En las riberas, nutrias y visones pescaban sin descanso truchas, salmones y percas. Algún cangrejo asomaba las pinzas entre las ondas y las libélulas enamoraban al verano con sus vuelos.

En sus costas acariciadas por mares embravecidos, soportaban las embestidas percebes y mejillones, mientras las gaviotas reclamaban como propio todo lo que las playas devolvían del mar.

Después, para su desgracia, comenzó el gobierno de los hombres, que se unieron al acoso de los lobos, a las faenas de las nutrias, al acecho de las águilas y los milanos. Pero todavía eran gentiles, llevaban a pastar vacas y mulas para que le limpiaran la piel de las brozas amarilleadas por los soles de agosto.

Se fueron los lobos y los osos; los buitres empezaron a tener miedo de bajar a los valles y algunos de sus vecinos desaparecieron para siempre. Y ella, tan triste, no tenía lágrimas para llorar; es lo malo de ser tierra cada vez más baldía, que ni las nubes se acercan a dar consuelo.

Más tarde el asma la llenó de quejidos broncos con el humo de las fábricas y los tubos de escape, y los pocos que la seguían mirando con ojos enamorados sucumbían con ella al desaliento.

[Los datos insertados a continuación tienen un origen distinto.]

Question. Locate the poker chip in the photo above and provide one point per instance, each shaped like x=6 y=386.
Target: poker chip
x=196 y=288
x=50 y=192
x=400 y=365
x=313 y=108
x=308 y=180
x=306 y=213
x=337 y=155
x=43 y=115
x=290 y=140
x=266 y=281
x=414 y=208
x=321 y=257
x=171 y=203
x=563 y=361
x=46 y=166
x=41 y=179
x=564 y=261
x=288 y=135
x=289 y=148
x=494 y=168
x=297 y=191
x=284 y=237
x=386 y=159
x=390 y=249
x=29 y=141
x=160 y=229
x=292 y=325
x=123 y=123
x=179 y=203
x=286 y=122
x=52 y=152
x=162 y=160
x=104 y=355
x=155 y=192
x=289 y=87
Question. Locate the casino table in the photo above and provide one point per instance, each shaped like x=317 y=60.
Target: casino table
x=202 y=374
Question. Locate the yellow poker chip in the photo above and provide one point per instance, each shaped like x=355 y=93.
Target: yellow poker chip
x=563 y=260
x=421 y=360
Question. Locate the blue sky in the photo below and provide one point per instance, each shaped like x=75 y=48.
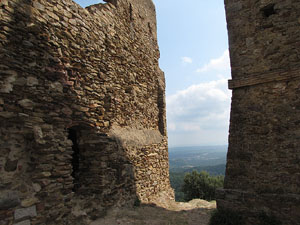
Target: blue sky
x=193 y=43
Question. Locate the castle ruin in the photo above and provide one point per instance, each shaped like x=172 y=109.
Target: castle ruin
x=263 y=161
x=82 y=110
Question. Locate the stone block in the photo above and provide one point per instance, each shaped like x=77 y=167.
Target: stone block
x=9 y=200
x=25 y=222
x=25 y=213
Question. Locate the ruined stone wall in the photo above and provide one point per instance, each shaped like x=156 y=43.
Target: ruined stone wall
x=82 y=110
x=263 y=162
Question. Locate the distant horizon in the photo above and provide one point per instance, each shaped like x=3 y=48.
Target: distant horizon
x=197 y=146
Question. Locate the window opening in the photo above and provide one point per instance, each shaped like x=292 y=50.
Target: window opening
x=73 y=136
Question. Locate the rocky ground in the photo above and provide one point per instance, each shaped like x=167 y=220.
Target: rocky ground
x=195 y=212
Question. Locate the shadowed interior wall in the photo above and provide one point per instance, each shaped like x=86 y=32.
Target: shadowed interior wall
x=91 y=71
x=263 y=162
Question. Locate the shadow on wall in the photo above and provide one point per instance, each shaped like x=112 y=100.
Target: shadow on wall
x=62 y=162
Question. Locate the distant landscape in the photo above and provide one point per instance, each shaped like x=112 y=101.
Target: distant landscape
x=199 y=158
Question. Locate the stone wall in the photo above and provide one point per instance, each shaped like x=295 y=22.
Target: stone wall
x=82 y=110
x=263 y=162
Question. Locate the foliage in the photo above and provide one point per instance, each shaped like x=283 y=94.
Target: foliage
x=264 y=219
x=177 y=177
x=137 y=202
x=201 y=185
x=176 y=180
x=225 y=217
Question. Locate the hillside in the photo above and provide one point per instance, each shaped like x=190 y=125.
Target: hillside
x=187 y=159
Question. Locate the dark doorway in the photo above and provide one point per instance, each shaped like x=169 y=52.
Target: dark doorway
x=73 y=136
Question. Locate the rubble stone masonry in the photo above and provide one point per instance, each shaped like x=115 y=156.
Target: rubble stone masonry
x=263 y=162
x=82 y=110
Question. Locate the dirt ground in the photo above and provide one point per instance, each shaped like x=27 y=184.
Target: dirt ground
x=195 y=212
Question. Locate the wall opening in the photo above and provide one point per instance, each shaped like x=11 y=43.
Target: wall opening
x=73 y=136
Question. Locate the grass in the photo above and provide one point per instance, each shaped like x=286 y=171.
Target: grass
x=225 y=217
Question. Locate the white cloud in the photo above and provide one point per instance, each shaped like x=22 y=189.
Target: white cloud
x=186 y=60
x=219 y=64
x=199 y=114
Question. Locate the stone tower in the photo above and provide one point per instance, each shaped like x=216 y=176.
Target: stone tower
x=263 y=162
x=82 y=110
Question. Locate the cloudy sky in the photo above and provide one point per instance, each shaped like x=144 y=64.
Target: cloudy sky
x=193 y=44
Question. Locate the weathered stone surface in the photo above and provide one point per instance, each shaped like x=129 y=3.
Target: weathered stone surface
x=11 y=165
x=25 y=213
x=69 y=77
x=262 y=173
x=25 y=222
x=9 y=200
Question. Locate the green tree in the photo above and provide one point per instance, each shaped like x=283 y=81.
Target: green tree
x=201 y=185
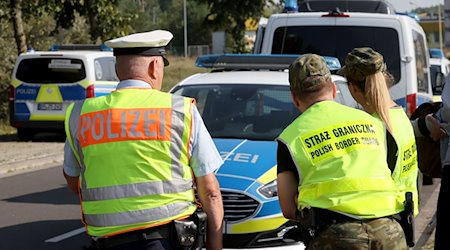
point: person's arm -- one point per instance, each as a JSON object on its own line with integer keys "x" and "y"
{"x": 71, "y": 168}
{"x": 209, "y": 193}
{"x": 287, "y": 184}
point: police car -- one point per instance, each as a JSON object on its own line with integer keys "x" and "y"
{"x": 245, "y": 102}
{"x": 439, "y": 70}
{"x": 44, "y": 83}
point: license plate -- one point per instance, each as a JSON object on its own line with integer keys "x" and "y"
{"x": 49, "y": 106}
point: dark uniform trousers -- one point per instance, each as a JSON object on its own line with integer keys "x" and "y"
{"x": 380, "y": 233}
{"x": 157, "y": 238}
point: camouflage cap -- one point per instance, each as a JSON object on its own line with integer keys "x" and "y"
{"x": 308, "y": 71}
{"x": 362, "y": 62}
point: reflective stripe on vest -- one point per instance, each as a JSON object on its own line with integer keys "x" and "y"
{"x": 109, "y": 208}
{"x": 340, "y": 154}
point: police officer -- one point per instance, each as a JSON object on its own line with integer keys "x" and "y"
{"x": 368, "y": 81}
{"x": 437, "y": 127}
{"x": 332, "y": 168}
{"x": 132, "y": 156}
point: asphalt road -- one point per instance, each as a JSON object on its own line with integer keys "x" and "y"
{"x": 37, "y": 211}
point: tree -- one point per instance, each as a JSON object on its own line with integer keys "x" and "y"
{"x": 16, "y": 14}
{"x": 231, "y": 15}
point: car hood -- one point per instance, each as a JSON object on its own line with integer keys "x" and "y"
{"x": 247, "y": 164}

Luego llegaron los veranos sombríos de humo y fuego, que la convirtieron en una piel de toro a medio curtir de negra que se volvía.

De ser musa, ninfa y diosa, se fue quedando en simple suelo.

Perdió la esperanza de los brotes, el eco de los trinos, el amor por sí misma, y un día, entre tanto oscuro y huida desesperada, amaneció una gente que la volvió a amar, que no cedían al duelo, y le limpiaban las veredas; le sembraron esperanza en forma de corazones verdes, latentes, aún en medio del asfalto. Y el aullido regresó, y las aves sin sombra siguieron con su quehacer limpiando el mundo de enfermedad y muerte, y ella les devolvió los árboles, y el rumor de las riberas, los humedales y su sombra amable.